Personal growth? That’s a pretty tough question. I would say as the years pass I’m expressing myself more. I’m not entirely sure if I’m growing as an artist with each release or if I’m just continuing to follow a natural progression. I would say the latter. I remember years ago always feeling like I had to prove myself. Like each thing that I did had to be this huge, amazing sparkling orgasm. I don’t feel so much like that anymore. In fact, I have very little desire to prove anything to anyone. I suppose that partly due to my age. It’s also due to the fact that ultimately, I’m doing this for reasons disconnected from any modern understanding of what an artist or musician is. My goals are considerably less lofty than one might expect. I’m just trying to build a world where things are fascinating and strange. An aural environment safe from the seething blackness of this modern, grotesque society. Something from long ago that might have never existed. Mixed in with this atmosphere are my emotions and feelings. Things that could never be expressed any other way. I guess what I’m doing with each release is attempting to be more truthful with myself and you.
Are there any musical or literary artists that you would say have influenced you?
Yes. The writings of Carl Sandburg. Especially his Rootabaga Stories’ from the twenties. No musical artists influence me.
What is the future of Hollydrift? Do you have another album in the making? If so, when do you think it may be released?

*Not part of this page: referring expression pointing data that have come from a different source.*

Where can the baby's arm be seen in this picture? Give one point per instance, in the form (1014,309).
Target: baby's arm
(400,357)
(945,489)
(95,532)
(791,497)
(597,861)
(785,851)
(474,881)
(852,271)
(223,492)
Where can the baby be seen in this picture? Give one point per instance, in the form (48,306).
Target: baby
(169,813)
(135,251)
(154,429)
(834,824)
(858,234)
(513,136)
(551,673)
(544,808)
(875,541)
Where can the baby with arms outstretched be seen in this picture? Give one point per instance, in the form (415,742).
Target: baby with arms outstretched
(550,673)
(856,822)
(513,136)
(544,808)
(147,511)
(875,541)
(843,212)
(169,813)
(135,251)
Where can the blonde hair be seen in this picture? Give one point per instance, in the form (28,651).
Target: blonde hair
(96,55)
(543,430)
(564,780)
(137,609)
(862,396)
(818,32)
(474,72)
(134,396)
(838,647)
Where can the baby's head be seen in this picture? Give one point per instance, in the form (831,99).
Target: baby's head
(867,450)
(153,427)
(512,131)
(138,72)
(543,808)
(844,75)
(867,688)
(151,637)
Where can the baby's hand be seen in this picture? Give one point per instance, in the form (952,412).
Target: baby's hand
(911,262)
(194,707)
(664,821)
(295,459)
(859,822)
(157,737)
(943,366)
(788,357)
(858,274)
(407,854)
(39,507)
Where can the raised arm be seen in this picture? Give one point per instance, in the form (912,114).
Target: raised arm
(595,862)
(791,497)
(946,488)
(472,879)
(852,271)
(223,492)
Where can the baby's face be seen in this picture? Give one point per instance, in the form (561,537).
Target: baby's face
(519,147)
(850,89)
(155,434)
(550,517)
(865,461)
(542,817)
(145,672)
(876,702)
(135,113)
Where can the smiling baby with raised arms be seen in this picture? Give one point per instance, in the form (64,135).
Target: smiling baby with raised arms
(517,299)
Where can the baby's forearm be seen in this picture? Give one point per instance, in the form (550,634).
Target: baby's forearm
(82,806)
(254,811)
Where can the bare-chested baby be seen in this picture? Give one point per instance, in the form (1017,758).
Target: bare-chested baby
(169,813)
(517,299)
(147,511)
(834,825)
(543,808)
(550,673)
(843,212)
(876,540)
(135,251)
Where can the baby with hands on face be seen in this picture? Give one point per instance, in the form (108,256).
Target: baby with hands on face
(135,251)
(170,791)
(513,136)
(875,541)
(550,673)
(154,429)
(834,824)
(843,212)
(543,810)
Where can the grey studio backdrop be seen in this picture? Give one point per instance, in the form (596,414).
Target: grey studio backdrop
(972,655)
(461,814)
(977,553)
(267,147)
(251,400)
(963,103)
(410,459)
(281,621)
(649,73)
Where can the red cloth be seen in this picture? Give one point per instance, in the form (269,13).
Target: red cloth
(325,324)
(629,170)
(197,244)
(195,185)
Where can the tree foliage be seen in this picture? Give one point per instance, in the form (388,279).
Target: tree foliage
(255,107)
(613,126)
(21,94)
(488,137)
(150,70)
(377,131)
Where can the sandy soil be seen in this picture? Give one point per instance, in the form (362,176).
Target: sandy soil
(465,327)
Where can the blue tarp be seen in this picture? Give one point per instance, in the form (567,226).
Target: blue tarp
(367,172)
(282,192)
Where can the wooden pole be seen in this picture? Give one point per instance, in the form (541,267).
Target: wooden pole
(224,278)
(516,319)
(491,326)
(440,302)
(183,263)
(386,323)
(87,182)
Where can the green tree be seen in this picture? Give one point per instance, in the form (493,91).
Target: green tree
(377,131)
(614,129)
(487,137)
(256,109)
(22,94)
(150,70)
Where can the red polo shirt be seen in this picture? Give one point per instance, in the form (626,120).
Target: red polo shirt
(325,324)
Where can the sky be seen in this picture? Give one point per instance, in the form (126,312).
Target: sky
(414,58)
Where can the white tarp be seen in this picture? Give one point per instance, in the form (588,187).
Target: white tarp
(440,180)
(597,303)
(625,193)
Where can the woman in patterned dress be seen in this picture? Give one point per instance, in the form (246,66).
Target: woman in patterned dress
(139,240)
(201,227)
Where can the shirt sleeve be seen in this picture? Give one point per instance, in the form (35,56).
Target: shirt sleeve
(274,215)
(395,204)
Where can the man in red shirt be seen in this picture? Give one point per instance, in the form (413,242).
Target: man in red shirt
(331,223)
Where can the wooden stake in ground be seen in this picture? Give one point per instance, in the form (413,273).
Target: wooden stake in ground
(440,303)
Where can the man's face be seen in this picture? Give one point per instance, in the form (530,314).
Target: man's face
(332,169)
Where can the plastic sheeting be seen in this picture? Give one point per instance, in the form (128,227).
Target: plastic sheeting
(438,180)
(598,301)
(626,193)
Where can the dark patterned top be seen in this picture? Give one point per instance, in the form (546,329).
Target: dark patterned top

The future holds many wondrous and twinkling things. What they are, I don’t know. Everything depends on everything else at this point. If I don’t irritate Parasomnic too much, I may have another release on that label. I have recently completed a move into a new studio space. I’m now awaiting the arrival of inspiration. Yes, there will always be a Hollydrift release to look forward to, if you’re inclined to that sort of thing. I can’t picture my life without this. It’s hard to say when the new CD will come out. There will be a Hollydrift retrospective coming out relatively soon on Structural Suffering. It will be a bunch of old Hollydrift tracks and some obscure stuff that hasn’t seen the light of day for years. You can visit hollydrift.com for more info on that one. I bet Structural Suffering is taking preorders, too. Don’t know for sure, though. Anyway, that’ll be cool.
What artists are you listening to now?
This winter I’ve been listening almost exclusively to Loreena McKinnett and this spiffy little band called Experimental Aircraft. Actually, they’re the first new band I’ve been excited about since I first heard Curve in ’91. I really don’t listen to a whole lot of music anymore . . .
Any other comments?
Yes. There is absolutely no need to turn on your TV tonight. Why not try something different for a change. Look at old family photos. Gaze into your daughter’s eyes. Tell your wife she still means the world to you. I’m fairly certain you can do all this. Instead of filling your mind with another night of mindless gunk, go make something. Try your hand at sculpture or some other form. Listen to yourself, your spirit, your soul. Resensitize yourself to life, body, and mind. Instead of another night of sadistic gore and human suffering, try finding a broken heart to rebuild or a lonely person to hang out with. You can do these things. You do have a brain. Thanks for the interview. I very much appreciate your interest in my work.